The problem is, I didn’t say that. I said that I didn’t think you had to have an agreed solution to what the consequence of breaking the ban might be.
What, Ben, should the consequence be for those who resist our programme for renationalisation? What should the consequence be for those who avoid higher taxes on the rich? How would you enforce them?
I think it is possible to be in favour of those things without having an absolute blueprint of enforcement and sanctions which everyone agrees to. Despite this I have written more, much more, on how a ban in primary schools may be implemented than those who are arguing against it have written on the alternatives.
If they believe we are winning on this issue, or this issue doesn’t need dealing with, then they should say so. If not, they have to do better than simply vacuous calls for campaigning and education.
Next Tausz ventures that he doesn’t think teachers instructing children to take off the hijab sounds very liberatory.
“Compulsion for one set of authority figures – parents – is simply added to with rival compulsion from another authority figure”.
I am sorry if it hurts Tausz’s sensibilities, but I use my authority as a primary teacher to counter all sort of reactionary views. Indeed, when I introduced the new Sex Education (RSE) programme to my school, many children came to me (almost certainly after discussions with their parents) to say they didn’t want to attend. In Ben’s world I shouldn’t have forced the issue.
Further, I wonder what he thinks the sanction should be for children who are withdrawn from RSE? Maybe we shouldn’t fight for compulsory RSE lessons until we can give a clear answer about to how to enforce it.
Tausz says in my proposal “the child is singled out for discipline” — despite him quoting from my letter where I wrote proposing additional lessons “because it was a sanction which didn’t punish the child, but that the parents or community who were forcing the child to wear the hijab would likely be opposed to”.
Then Ben throws in a red herring, wondering how we would enforce it if school uniforms were abolished. I presume that even he would some guidelines on the clothes children could wear? Swastika t-shirt? Violent pornography hoodie? I would ban religious clothing that represent the subjugation and shaming of girls and women.

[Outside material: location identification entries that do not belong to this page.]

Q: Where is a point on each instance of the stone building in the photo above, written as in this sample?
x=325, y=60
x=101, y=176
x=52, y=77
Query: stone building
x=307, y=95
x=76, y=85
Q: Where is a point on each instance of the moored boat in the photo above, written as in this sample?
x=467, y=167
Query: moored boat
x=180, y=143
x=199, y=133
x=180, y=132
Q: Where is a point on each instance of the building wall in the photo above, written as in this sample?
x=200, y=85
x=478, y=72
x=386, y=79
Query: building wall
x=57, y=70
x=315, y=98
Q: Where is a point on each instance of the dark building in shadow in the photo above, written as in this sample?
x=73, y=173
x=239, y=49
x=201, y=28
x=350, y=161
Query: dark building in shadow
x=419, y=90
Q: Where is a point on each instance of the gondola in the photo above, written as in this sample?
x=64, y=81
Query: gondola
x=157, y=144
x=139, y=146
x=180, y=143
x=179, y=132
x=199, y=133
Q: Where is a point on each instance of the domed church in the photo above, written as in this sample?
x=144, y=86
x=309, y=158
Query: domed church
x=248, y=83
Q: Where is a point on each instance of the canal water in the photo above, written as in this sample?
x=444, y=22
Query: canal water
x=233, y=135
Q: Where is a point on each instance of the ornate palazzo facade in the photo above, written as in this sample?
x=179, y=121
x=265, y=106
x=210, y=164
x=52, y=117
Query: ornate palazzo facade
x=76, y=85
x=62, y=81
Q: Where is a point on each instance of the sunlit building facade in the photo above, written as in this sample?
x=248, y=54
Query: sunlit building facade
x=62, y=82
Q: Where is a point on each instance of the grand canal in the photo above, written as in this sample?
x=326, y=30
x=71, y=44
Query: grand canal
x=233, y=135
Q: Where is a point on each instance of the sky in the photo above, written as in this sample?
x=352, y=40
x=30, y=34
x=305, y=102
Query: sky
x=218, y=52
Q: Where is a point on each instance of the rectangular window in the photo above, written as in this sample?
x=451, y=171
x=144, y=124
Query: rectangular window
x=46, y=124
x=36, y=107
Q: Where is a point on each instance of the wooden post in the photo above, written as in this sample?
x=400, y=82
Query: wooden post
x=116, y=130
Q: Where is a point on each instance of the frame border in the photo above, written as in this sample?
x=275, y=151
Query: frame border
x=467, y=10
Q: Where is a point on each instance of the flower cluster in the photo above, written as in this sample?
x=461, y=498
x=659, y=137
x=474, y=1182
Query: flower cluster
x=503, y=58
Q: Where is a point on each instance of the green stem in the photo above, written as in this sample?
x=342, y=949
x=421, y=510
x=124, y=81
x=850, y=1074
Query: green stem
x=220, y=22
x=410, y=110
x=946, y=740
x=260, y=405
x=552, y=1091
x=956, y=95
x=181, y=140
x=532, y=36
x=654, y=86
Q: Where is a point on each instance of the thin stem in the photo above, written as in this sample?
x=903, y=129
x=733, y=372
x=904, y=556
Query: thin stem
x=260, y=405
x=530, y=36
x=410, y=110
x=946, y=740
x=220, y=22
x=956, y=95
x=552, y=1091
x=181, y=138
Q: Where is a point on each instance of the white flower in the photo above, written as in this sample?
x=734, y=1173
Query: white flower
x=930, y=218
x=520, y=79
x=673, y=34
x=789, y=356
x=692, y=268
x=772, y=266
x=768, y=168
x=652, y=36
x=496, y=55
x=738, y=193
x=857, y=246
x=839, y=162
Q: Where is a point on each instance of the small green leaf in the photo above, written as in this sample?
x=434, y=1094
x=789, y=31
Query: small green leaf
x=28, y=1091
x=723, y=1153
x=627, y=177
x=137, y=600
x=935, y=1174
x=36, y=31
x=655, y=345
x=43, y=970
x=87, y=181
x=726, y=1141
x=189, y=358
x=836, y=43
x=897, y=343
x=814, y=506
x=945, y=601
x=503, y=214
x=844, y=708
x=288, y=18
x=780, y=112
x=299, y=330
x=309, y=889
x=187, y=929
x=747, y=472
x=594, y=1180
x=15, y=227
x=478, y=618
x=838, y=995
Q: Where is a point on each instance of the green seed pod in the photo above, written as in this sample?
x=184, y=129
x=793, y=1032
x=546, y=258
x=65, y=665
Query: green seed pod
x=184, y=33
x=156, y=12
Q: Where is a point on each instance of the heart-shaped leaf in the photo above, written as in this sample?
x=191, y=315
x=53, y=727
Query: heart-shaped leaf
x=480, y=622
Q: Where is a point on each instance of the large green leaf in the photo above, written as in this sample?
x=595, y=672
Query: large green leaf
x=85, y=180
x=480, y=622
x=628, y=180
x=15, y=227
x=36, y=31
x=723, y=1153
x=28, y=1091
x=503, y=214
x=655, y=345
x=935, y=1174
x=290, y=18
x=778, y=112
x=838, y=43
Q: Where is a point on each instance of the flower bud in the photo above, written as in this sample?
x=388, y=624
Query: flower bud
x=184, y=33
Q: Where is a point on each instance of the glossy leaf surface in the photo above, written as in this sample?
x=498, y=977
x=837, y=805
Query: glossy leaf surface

Tausz tells us “there simply is no quick or easy fix here”. Sadly, he doesn’t even give us a difficult and slow fix — unless you consider the phrase, “a long battle, conducted mainly on the ideological front” to be a solution.
Ironically for someone who is so keen to hear the precise details of how we would enforce the ban he gives no details at all of his “long battle, conducted mainly on the ideological front”. Meanwhile, children as young as five years old wear symbols of their second-class status, lest they raise predatory sexual feelings of a man. We stand on the side lines whilst our sisters like Sadia Hameed (Solidarity 529) and Maryam Namazie (Solidarity 526) bravely raise the call for a ban.
Next, our ideological warrior says “Pendletone has responded that it is not him, but the religious reactionaries, who have chosen this terrain. This is straightforwardly false, unless Pendletone believes that there are no other prominent and serious examples of religious bigotry in society at present”.
I respond what symbol and tool of religious bigotry is being inflicted on children, where they have no control over it, in such a widespread way? Which symbol of religious bigotry is a symbol of and assertion of oppression of girls and women? Which symbol sexualises children as young as five? It is also apparent that the girls wearing the hijab are getting younger and the numbers are increasing. So, yes, I reassert that reactionaries have chosen the terrain.
Ben makes a most erroneous comparison with our approach to antisemitism and the Israeli state. The real analogy would be that, were we to follow Ben’s advice, we would cede campaigning for a Palestinian state now for fear of chiming in with the antisemites. Instead of that proposal a long battle mainly on the ideological front would be indicated. I hope no-one follows this logic.
Tausz’s final flourish is to claim that banning the hijab in primary school’s “is politically anti-Muslim”. I think not. I think it protects girls from Muslim backgrounds and refuses to allow them to be treated differently from other girls. It is anti-Islamic reaction, as we are anti the encroachment of any organised religion (particularly conservative variants) in to public spaces. I think anyone who delays addressing this issue to a non-specified “long battle on the ideological front” has given up on the immediate advocacy of women’s rights and the protection of children. If you take that line you fatally undermined feminism, leaving it as an aspiration for a future, better world.
Worse you accept the treating of girls from Muslim background in this way, when you would not accept if for white girls from Christian backgrounds. That smacks of liberal white racism.